The Part I took in Defence of CptnPreston and the Soldiers, procured me Anxiety, and Obloquy enough. It was, however, one of the most gallant, generous, manly and disinterested Actions of my whole Life, and one of the best Pieces of Service I ever rendered my Country. Judgment of Death against those Soldiers would have been as foul a Stain upon this Country as the Executions of the Quakers or Witches, anciently. As the Evidence was, the Verdict of the Jury was exactly right. This however is no Reason why the Town should not call the Action of that Night a Massacre, nor is it any Argument in favour of the Governor or Minister, who caused them to be sent here. But it is the strongest Proofs of the Danger of Standing Armies.

Yes.
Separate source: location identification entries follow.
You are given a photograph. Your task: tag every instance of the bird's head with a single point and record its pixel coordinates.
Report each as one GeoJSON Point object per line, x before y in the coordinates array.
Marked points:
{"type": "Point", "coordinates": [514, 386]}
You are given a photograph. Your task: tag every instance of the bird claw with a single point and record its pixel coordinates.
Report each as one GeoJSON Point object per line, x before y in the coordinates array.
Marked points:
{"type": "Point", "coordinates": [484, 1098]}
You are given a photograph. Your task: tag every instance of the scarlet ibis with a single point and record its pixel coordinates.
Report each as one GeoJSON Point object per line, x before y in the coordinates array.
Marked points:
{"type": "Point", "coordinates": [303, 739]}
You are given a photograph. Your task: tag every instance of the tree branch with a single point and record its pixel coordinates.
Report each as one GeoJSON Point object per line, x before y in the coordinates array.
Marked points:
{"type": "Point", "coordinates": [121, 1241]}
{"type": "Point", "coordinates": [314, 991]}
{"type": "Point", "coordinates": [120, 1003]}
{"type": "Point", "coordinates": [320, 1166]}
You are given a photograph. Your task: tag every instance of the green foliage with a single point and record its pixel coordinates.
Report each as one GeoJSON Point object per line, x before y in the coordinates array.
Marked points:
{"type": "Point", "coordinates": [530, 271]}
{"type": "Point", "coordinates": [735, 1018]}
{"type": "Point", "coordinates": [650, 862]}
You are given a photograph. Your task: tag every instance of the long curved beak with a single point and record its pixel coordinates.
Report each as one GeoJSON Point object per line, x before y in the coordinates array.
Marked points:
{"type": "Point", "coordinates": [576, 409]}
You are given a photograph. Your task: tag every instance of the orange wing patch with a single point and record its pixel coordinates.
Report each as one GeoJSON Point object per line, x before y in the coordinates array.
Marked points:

And just as a “Judgment of Death against those Soldiers would have been as foul a Stain upon this Country as the Executions of the Quakers or Witches, anciently,” so the conviction of Derek Chauvin in these latter days is a foul stain upon the late and declining republic, and an indication that it has discarded the rule of law that Adams’ defense of Captain Preston and his comrades so courageously upheld.

Derek Chauvin could have used the help of a John Adams. But we have no such men today; only a treasonous class of aging socialist corruptocrats who are too busy fattening at the public trough to see to trivialities such as justice. And so Derek Chauvin is recovering from his wounds, but neither he or we are out of the woods yet.